In the gaming business, esports, also known as competitive gaming, has ushered in a new age that has brought up some innovative issues. One of these challenges is determining the level of player competency based on their plans and talents. Using game traces from Rocket League, a one-of-a-kind "soccer with rocket-powered cars" game, this investigation focuses on the automatic recognition of skill shots, an essential component of player performance. Challenges arise for classic pattern matching algorithms due to the unique characteristics of each skill performance. A Player Skill Modeling through Data-Centric Patterns (PSM-DCP) strategy that uses pattern mining and supervised learning techniques offers a solution to this issue. To highlight the potential of our system for player modeling shows that it can efficiently detect a wide variety of Rocket League abilities and shots. Also confirm the efficacy of this technique by conducting a comprehensive set of tests, which reveals that it is able to effectively differentiate and evaluate skillshots. The study results have a wide range of implications for various applications within esports.
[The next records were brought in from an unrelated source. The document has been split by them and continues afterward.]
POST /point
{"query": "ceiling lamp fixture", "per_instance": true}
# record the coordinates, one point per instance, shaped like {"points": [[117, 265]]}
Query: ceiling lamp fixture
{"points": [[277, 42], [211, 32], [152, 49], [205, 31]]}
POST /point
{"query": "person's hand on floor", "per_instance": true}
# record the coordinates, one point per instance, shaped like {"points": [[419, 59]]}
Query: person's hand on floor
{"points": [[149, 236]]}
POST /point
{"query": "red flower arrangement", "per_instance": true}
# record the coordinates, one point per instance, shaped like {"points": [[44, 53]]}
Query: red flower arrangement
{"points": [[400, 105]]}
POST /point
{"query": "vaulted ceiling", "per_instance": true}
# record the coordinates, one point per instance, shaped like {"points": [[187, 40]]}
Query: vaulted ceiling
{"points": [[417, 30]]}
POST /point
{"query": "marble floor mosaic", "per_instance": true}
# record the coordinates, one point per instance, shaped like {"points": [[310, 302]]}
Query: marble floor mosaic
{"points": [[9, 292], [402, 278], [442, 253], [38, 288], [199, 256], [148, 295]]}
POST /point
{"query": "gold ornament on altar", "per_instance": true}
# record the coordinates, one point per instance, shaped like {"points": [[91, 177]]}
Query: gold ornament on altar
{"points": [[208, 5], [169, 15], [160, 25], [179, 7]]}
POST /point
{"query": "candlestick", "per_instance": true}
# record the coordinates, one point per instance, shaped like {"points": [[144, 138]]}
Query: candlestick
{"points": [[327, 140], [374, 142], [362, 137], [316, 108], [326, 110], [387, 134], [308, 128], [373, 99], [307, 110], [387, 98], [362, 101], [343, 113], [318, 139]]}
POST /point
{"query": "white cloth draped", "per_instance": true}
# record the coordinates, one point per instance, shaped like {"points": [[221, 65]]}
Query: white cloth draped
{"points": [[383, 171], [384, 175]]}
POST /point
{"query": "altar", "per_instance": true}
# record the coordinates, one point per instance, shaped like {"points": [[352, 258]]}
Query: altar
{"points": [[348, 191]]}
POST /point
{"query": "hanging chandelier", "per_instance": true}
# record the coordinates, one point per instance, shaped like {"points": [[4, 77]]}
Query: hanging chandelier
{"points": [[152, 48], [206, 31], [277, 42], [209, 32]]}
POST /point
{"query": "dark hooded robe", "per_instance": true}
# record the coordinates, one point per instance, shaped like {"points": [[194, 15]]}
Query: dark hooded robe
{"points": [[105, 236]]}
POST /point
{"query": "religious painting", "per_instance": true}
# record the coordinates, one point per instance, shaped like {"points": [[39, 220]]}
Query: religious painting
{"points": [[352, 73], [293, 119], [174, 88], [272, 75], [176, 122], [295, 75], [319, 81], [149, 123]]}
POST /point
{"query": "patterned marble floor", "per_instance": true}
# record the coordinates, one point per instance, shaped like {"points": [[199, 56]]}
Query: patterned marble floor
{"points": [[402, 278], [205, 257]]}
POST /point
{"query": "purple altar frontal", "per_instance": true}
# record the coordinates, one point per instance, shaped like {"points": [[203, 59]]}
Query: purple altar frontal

These applications include the improvement of match-making algorithms, the provision of assistance to game commentators in the form of insightful assessments, and the development of learning systems that are intended to improve player abilities. This study not only tackles the unique context of Rocket League, but it also offers a framework for exploiting data-centric techniques in esports analytics. This allows for additional developments and applications in competitive gaming, which opens up new paths for possibilities.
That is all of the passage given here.